Their vote earned Detrick compensation of $296,800 in 2022, excluding retirement and non-taxable benefits.

Of that, $50,000 was a one-time bonus taken out of a $5 million grant meant for homeless families to find stable homes, according to meeting minutes.

Detrick’s pay was the highest of any chief executive at the 18 agencies making up the Wisconsin anti-poverty coalition WISCAP in 2022. The compensation kept up a practice at Newcap of giving 1% of all new money it received as a bonus to Detrick, a provision included in her personal services agreements since at least 2019 and an incentive that’s raised ethics concerns.

“This kind of arrangement creates an inherent conflict of interest,” said Laurie Styron, executive director at Charity Watch, the independent national charity watchdog organization.

Detrick declined multiple times to be interviewed about her compensation by the Green Bay Press-Gazette in 2025.

Tom Sieber, currently Newcap’s executive committee chairman and former chairman in 2022 of the personnel committee that had suggested Detrick’s pay contract, declined to comment on “issues recently brought to our attention,” he said in a Feb. 12 email.

Sieber was referring to WLUK-TV reports last week that raised financial concerns about the nonprofit and has prompted calls from several state legislators for an independent investigation into Newcap.

“I was deeply concerned to learn of the serious and credible allegations of the misuse of funds at Newcap,” said state Sen.
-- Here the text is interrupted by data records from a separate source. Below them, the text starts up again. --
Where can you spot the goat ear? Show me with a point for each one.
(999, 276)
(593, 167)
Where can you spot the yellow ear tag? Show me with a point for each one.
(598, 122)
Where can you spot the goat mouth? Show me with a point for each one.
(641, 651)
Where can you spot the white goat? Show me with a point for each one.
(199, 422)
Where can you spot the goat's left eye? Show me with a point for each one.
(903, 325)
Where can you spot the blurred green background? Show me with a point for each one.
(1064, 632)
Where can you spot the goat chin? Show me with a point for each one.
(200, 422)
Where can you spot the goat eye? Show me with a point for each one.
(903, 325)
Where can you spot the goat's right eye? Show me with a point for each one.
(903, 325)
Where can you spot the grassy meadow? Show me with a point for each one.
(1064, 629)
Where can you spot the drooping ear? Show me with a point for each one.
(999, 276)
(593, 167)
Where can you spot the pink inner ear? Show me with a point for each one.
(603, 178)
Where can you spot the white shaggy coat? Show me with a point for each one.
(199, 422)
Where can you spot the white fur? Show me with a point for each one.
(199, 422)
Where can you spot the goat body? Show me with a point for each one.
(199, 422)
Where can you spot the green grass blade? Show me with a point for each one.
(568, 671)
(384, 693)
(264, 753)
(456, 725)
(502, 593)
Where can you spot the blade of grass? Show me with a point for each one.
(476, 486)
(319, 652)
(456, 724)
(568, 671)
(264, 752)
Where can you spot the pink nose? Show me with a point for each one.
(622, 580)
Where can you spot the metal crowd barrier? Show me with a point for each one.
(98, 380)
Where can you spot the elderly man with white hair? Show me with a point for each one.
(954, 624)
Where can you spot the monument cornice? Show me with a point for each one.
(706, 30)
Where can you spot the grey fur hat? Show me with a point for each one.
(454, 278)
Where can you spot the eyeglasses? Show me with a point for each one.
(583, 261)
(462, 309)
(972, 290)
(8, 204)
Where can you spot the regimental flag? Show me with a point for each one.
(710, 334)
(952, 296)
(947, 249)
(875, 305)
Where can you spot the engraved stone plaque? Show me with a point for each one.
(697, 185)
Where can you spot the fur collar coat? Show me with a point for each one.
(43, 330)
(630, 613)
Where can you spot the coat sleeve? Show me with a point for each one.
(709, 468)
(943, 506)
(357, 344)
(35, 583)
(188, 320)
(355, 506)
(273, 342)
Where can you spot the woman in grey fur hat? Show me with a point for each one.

Jamie Wall, D-Green Bay. “The thousands of people who rely on their services deserve better, and we all expect integrity and transparency from organizations entrusted with public and charitable dollars.”

1% of all new money as a bonus

First established in 1965, Newcap serves 10 counties from the Northwoods to the bay of Green Bay. It’s under WISCAP, the statewide network of 18 anti-poverty agencies, each running its regional programs meant to move people up the economic ladder.

In Newcap’s case, it has offered services like clinical exams, job training, fixing up homes for low-income families – all programs whose availability changes from county to county, serving tens of thousands. It reported in its 2014 tax filings that its grant-funded services helped about 90,000 individuals who accessed services like food assistance and maternal and child health care, as well as gave about 2,700 months’ worth of rent assistance. In 2025, the nonprofit served about 25,000 households, Detrick told the Press-Gazette in January.

Detrick, a Nevada-native who worked at several chambers of commerce, started at Newcap in January 2016 as the replacement to retiring CEO Robert Koller, arriving from the De Pere Area Chamber of Commerce where she was CEO since 2008.

She earned $98,876 in her first year.

Her pay grew modestly, reaching $114,498 in 2018 when the board of directors, in a Aug. 8, 2018, meeting, approved a 3% raise for Detrick, according to meeting minutes.

“Our CEO pay is comparatively a bit below mid-range, but our CEO has committed to accepting the same percentage as available to her staff,” said meeting minutes from a June 13, 2019, board meeting.

The personnel committee had reviewed a WISCAP compensation study to see if wages at Newcap were comparable to other agencies, the minutes said. Tax filings show the committee was responsible for recommending Detrick’s pay to the board based on evaluations of the CEO submitted by program directors and interviews. Pay for other executive positions was based on a 2015 WISCAP wage study, according to tax filings.

For Detrick’s 2019 pay, the personnel committee recommended and the board approved a 3% raise, as in 2018, as well as “a 1% bonus on new money,” the meeting minutes said.

Charity watchdog raises concerns on profit incentive

Nonprofit executive pay was not supposed to be based on a profit motive, which bonuses introduce, according to Styron, the Charity Watch executive. Compensation should be based on education, skills and experience to do a job efficiently, not on how much money an employee can pull in, as important as that was, she said.

In the case that executive employees make more than $150,000, the IRS requires nonprofits to fill out a Schedule J. Bonuses are to be separately reported from other kinds of compensation.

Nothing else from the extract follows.